# sea horses and axolotls help please



## kev smif (Dec 16, 2008)

i would really like to have either of these in the future how much roughly am i looking to spend for set ups for either of these are they easy to keep or not do i need massive tanks so on and so fourth i always assume the bigger the better seeing how they live in vast waters is this the case?


----------



## iangreentree (Nov 5, 2007)

have you ever kept marine (salt water) before? i used to keep and breed seahorse for a long time, and i have also kept axolotls both very very very different axos are very easy to keep fresh water a good pump good frozen diet and a 2foot tank and your done.Seahorse well you will need lots funds and looks of time and a very good understanding of saltwater fish/reeftanks I could go on and on and on about what you will need and do but i would visit a very good marine fish shop and have a look and a chat about it first and see if you are prepared to put the money,time,knowledge into the hobby. 
then ask on a seahorse forum to see if all the info you have been given is right and if you still want to do it research as much as you can, Im also here for help if you need it(i had a marinefish shop and have been keeping all my life.
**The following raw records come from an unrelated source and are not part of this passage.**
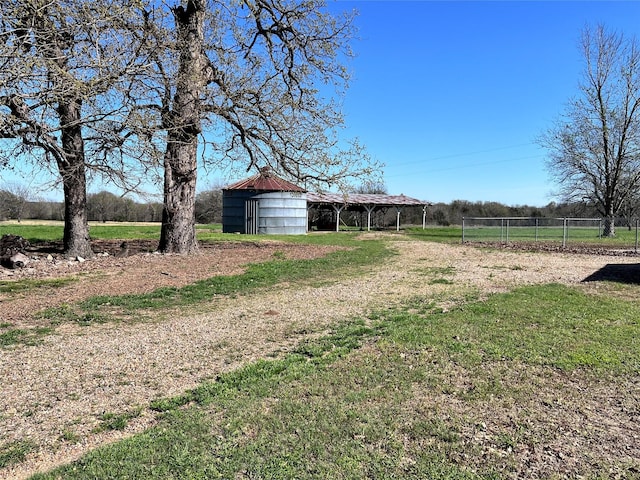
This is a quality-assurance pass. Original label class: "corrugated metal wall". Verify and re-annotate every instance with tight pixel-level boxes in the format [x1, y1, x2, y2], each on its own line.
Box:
[222, 190, 307, 235]
[255, 192, 307, 235]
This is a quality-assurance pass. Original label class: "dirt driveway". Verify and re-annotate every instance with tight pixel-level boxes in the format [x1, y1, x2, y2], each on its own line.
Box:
[0, 237, 638, 478]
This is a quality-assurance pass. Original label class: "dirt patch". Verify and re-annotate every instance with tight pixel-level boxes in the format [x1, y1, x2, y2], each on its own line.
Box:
[0, 240, 335, 328]
[0, 236, 637, 478]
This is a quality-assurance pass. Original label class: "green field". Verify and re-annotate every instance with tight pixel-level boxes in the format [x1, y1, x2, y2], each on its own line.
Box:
[0, 225, 640, 480]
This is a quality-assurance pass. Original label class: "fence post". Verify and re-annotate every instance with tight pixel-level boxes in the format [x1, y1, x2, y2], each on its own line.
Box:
[462, 217, 464, 243]
[506, 218, 509, 243]
[598, 219, 602, 238]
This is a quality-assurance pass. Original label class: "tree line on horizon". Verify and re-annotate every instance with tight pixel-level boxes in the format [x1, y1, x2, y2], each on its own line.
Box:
[0, 0, 379, 258]
[0, 188, 620, 228]
[0, 4, 640, 258]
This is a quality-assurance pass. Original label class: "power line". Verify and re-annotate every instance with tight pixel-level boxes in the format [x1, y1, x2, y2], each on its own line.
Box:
[385, 155, 542, 178]
[395, 143, 535, 167]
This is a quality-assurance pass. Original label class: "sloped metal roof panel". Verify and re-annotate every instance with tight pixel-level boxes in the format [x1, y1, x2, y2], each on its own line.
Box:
[225, 171, 306, 192]
[307, 192, 428, 206]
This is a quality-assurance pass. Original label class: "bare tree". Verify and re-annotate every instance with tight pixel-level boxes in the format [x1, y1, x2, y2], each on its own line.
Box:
[132, 0, 378, 253]
[540, 26, 640, 236]
[0, 182, 31, 222]
[0, 0, 152, 257]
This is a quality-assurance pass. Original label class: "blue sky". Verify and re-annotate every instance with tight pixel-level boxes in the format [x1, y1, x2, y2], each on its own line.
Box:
[5, 0, 640, 206]
[324, 0, 640, 206]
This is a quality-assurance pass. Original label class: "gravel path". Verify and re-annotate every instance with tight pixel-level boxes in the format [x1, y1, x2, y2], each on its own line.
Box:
[0, 241, 637, 478]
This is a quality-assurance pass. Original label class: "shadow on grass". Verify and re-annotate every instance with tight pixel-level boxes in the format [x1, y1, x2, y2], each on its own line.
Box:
[582, 263, 640, 285]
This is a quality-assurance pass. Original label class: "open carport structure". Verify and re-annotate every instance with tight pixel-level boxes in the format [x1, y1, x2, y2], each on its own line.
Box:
[307, 193, 429, 232]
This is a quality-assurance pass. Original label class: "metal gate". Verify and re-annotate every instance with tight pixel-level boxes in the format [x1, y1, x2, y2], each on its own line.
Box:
[244, 200, 258, 235]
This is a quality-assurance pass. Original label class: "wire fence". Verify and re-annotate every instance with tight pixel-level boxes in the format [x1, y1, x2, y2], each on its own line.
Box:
[462, 217, 640, 252]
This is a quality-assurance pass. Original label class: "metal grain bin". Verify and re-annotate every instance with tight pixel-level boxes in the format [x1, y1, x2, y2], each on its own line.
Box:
[222, 168, 307, 235]
[255, 192, 307, 235]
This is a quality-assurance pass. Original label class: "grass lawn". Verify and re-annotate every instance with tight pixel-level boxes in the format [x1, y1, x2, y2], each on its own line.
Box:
[27, 285, 640, 479]
[0, 226, 640, 479]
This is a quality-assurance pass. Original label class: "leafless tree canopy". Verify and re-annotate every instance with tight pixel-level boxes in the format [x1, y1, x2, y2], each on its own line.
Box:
[540, 26, 640, 235]
[0, 0, 377, 256]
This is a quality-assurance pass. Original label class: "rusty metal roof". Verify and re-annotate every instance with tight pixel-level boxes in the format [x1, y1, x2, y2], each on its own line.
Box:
[224, 167, 306, 192]
[307, 192, 428, 207]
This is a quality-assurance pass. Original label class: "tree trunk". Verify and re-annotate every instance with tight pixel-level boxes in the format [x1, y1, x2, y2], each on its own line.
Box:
[158, 140, 198, 254]
[158, 0, 208, 254]
[602, 215, 616, 237]
[58, 99, 93, 258]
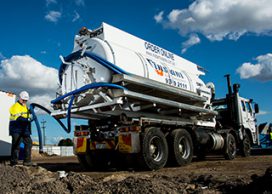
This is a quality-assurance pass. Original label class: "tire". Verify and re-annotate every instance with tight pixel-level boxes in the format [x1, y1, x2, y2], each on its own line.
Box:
[241, 134, 251, 157]
[168, 129, 193, 166]
[224, 133, 237, 160]
[195, 145, 207, 161]
[141, 127, 168, 170]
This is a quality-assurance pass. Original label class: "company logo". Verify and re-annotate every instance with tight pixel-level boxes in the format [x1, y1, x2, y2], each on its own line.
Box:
[144, 42, 174, 61]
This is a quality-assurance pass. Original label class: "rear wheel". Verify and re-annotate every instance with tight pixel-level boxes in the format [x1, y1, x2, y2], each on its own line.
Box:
[241, 134, 251, 157]
[224, 133, 237, 160]
[168, 129, 193, 166]
[141, 127, 168, 170]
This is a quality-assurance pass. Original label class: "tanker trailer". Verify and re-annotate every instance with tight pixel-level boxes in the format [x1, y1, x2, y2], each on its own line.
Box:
[52, 23, 243, 169]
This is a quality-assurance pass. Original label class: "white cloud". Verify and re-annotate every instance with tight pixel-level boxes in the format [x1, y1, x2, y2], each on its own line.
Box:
[44, 11, 61, 23]
[236, 53, 272, 81]
[154, 11, 164, 23]
[156, 0, 272, 41]
[181, 34, 201, 53]
[0, 55, 58, 108]
[46, 0, 57, 6]
[72, 11, 80, 22]
[75, 0, 85, 6]
[0, 52, 6, 60]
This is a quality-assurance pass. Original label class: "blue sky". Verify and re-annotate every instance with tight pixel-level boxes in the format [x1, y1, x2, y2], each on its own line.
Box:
[0, 0, 272, 144]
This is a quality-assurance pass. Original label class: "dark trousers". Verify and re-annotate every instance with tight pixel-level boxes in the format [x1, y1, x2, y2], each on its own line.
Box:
[10, 134, 32, 164]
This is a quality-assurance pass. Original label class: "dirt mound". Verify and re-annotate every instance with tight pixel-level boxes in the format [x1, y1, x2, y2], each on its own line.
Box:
[0, 164, 272, 194]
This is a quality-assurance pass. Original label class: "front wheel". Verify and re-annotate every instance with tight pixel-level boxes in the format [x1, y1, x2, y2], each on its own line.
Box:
[224, 133, 237, 160]
[241, 134, 251, 157]
[141, 127, 168, 170]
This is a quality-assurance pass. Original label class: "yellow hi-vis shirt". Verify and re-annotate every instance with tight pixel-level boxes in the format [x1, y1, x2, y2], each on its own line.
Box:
[9, 102, 29, 121]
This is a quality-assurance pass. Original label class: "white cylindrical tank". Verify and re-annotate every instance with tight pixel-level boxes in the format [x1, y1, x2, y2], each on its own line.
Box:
[60, 23, 211, 106]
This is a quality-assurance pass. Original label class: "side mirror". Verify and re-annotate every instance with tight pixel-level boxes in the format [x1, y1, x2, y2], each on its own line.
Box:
[254, 104, 260, 114]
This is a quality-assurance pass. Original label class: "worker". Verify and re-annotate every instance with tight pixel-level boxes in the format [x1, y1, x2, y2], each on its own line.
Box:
[9, 91, 33, 166]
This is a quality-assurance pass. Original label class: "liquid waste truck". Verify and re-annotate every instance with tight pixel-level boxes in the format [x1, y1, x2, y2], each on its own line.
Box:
[51, 23, 258, 170]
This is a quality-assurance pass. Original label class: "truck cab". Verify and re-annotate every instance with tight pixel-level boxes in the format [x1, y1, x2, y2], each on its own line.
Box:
[212, 75, 259, 156]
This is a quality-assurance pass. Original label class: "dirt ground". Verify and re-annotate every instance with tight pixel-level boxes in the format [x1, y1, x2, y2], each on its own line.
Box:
[0, 155, 272, 194]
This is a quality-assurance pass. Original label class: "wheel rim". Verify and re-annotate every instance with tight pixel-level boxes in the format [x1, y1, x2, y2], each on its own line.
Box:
[229, 137, 236, 155]
[244, 138, 250, 153]
[178, 137, 191, 159]
[149, 136, 163, 162]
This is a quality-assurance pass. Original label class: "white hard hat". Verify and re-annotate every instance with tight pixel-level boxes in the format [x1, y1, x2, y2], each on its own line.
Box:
[20, 91, 29, 100]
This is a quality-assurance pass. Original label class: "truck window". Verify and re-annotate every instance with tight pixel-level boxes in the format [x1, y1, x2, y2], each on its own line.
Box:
[241, 100, 246, 112]
[246, 102, 252, 114]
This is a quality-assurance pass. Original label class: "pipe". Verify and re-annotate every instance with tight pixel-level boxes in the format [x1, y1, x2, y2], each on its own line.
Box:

Dont want to put a downer on what you want to do but so many people see sea horses and think i want one:devil: and due to not knowing what is involved in keeping them kill them and say they are hard to keep ill never do it again, saltwater isnt that hard to takes a bit of money and lot of hardwork.


----------



## xyra (Apr 26, 2007)

iangreentree said:


> have you ever kept marine (salt water) before? i used to keep and breed seahorse for a long time, and i have also kept axolotls both very very very different axos are very easy to keep fresh water a good pump good frozen diet and a 2foot tank and your done.



Be careful of some shop bought Axolotls - Make sure. I had some which had persistant problems (gills not growing properly, couple of other issues). Some others I talked to in the area had similar problems from different shops. I suspect that may have been a particularly inbred or unhealthy batch came though (can't prove it though, may just have been husbandry in every case). This was about 1.5yrs ago so it may not be an issue any more, but I would suggest getting from as breeder (such as many on here)


----------